In June the young lieutenant accompanied his unit, part of Hancock’s II Corps, to Gettysburg. On the afternoon of July 2, the second day of the epic battle, the 145th was attached to Colonel John R. Brooke’s brigade in General John C. Caldwell’s division and had brief success in the heavy fighting in the Wheatfield. Eventually the brigade was flanked and forced to retreat, but Lewis, wounded in both legs, was left on the field for two days before finally receiving treatment. D.W. Winchester, quartermaster of the 145th Pennsylvania, wrote the following short note to Lewis’ father, Marcus, from Frederick, Md.: “Your son Horatio is in Hospital at Gettysburg with left leg off & wounded in the right probably mortal D W Winchester.”

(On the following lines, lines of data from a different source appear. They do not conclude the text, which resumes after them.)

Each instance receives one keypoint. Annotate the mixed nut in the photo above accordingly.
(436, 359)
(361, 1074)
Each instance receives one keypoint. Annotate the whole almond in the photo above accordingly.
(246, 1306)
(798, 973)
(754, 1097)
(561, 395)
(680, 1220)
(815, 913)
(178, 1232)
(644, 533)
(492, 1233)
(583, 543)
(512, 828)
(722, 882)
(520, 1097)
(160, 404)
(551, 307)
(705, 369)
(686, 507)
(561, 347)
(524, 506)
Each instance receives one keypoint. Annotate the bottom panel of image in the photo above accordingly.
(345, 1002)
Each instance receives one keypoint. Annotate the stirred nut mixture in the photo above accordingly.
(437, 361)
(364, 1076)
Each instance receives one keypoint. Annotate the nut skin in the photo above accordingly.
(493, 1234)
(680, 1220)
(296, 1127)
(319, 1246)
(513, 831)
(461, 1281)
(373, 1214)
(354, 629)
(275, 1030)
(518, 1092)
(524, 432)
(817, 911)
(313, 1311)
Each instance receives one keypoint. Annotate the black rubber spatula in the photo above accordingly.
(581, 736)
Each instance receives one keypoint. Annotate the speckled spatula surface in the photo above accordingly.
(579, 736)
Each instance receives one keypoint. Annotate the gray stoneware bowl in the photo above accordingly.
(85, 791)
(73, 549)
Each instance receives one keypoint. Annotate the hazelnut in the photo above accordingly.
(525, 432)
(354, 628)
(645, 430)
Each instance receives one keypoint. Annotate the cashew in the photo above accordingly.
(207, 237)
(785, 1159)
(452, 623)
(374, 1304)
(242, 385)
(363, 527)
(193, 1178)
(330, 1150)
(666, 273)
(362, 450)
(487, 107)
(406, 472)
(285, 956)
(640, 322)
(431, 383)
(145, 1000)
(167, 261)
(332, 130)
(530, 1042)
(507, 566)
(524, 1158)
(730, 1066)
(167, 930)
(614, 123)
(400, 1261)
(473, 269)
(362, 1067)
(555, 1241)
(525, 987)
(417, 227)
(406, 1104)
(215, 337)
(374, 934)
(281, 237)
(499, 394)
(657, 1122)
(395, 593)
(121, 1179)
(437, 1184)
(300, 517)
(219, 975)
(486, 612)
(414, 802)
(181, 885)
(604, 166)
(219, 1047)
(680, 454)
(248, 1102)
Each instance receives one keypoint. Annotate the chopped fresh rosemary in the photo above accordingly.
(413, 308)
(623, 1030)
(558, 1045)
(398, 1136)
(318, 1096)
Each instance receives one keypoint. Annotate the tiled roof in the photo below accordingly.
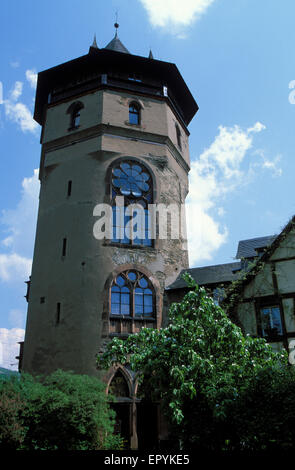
(247, 248)
(209, 275)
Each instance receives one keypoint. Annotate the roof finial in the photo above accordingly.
(116, 24)
(94, 44)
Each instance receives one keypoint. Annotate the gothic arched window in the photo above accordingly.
(75, 114)
(131, 217)
(134, 113)
(132, 295)
(119, 386)
(178, 135)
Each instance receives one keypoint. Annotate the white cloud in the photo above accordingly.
(269, 164)
(14, 64)
(14, 267)
(9, 347)
(17, 318)
(16, 92)
(31, 76)
(21, 221)
(218, 171)
(17, 111)
(175, 13)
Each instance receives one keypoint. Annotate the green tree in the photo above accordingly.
(12, 432)
(196, 366)
(63, 411)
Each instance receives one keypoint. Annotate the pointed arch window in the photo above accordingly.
(178, 135)
(119, 386)
(134, 113)
(131, 220)
(132, 294)
(75, 114)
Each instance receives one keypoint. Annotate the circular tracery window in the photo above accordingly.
(131, 180)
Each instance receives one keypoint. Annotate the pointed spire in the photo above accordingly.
(94, 44)
(116, 44)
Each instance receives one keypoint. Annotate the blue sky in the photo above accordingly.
(237, 58)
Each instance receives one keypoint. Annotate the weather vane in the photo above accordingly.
(116, 23)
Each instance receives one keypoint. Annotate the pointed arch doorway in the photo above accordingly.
(120, 389)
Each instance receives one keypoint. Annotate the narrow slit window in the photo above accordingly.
(134, 114)
(64, 247)
(57, 313)
(69, 188)
(178, 136)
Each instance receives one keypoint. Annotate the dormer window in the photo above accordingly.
(76, 118)
(135, 78)
(134, 113)
(75, 114)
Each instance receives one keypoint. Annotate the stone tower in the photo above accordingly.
(114, 127)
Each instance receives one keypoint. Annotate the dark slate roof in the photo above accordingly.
(209, 275)
(116, 45)
(247, 248)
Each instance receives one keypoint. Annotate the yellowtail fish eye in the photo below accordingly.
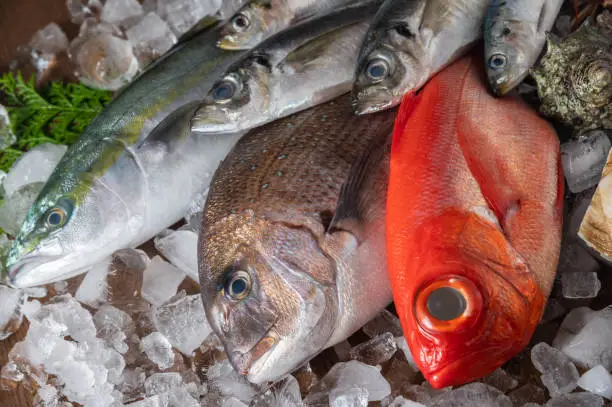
(497, 61)
(241, 22)
(238, 286)
(56, 217)
(377, 69)
(225, 90)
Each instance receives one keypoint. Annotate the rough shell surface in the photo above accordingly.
(575, 76)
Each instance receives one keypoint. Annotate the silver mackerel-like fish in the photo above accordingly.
(514, 36)
(291, 71)
(408, 42)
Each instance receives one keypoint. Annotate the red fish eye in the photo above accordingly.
(448, 304)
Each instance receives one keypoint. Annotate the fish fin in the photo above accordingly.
(351, 209)
(173, 130)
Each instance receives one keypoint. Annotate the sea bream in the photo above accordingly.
(133, 172)
(408, 42)
(514, 36)
(474, 217)
(299, 68)
(291, 250)
(260, 19)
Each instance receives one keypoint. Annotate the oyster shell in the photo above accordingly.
(574, 77)
(596, 226)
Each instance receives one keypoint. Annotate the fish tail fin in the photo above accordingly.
(409, 102)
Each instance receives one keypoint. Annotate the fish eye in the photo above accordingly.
(225, 90)
(56, 217)
(238, 286)
(448, 303)
(497, 61)
(377, 69)
(241, 22)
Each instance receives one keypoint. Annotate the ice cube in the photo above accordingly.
(132, 386)
(559, 375)
(383, 322)
(226, 381)
(11, 313)
(16, 206)
(92, 290)
(553, 310)
(114, 327)
(180, 248)
(286, 393)
(375, 351)
(586, 336)
(501, 380)
(102, 58)
(575, 400)
(148, 402)
(49, 40)
(160, 281)
(48, 396)
(82, 9)
(473, 394)
(35, 165)
(159, 383)
(528, 393)
(232, 402)
(350, 397)
(151, 38)
(182, 320)
(402, 345)
(157, 348)
(352, 374)
(580, 285)
(598, 381)
(399, 401)
(342, 350)
(583, 160)
(121, 12)
(181, 15)
(7, 137)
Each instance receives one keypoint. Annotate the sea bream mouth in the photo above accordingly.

Two of Lewis’ brothers, James A. Lewis (later with the 76th Pennsylvania Volunteer Infantry) and the Rev. Ammi M. Lewis, traveled to Gettysburg to be with him before he died on July 20. The two brought their brother’s body home and buried him in the Erie City Cemetery. After the war, the Fairview G.A.R. Post No. 359 was named in Horatio Lewis’ memory.

Horatio wrote his last letter home from Frederick City, Md., on June 28: “Maryland looks a good deal like home; between here and Edwards Ferry we have passed over the finest pies [sic] of Country I ever saw. The lake shore (Erie Lake) does not begin; It is a great wheat & corn country, large Fields of wheat all ready for harvest (Part already in shock) Corn looks very nice clean and free from grass & weeds. Generally about a foot high. Today we heard Canonadeing in the direction of South Mountain. We have not had a chance to send out any mail since we left Falmouth, Va., the letter I wrote last has not left the Regiment. Capt. Lynch and Lt. Lytle are both well. I am well every way except my feet; they are pretty blistered up. Horatio”

On July 3, the Confederates captured one of Lewis’ older brothers, Sergeant Harry W. Lewis, a member of the 6th U.S. Cavalry, near Fairfield, Pa. He spent six months in captivity at Belle Isle and Libby prisons. Another older brother, Marcus Lewis Jr., served in the Navy aboard USS Silver Lake. He died of typhoid fever while being treated aboard the hospital ship Red Rover on January 15, 1865.


Gordon W. Gribble is the great-great-grandnephew of Horatio Lewis.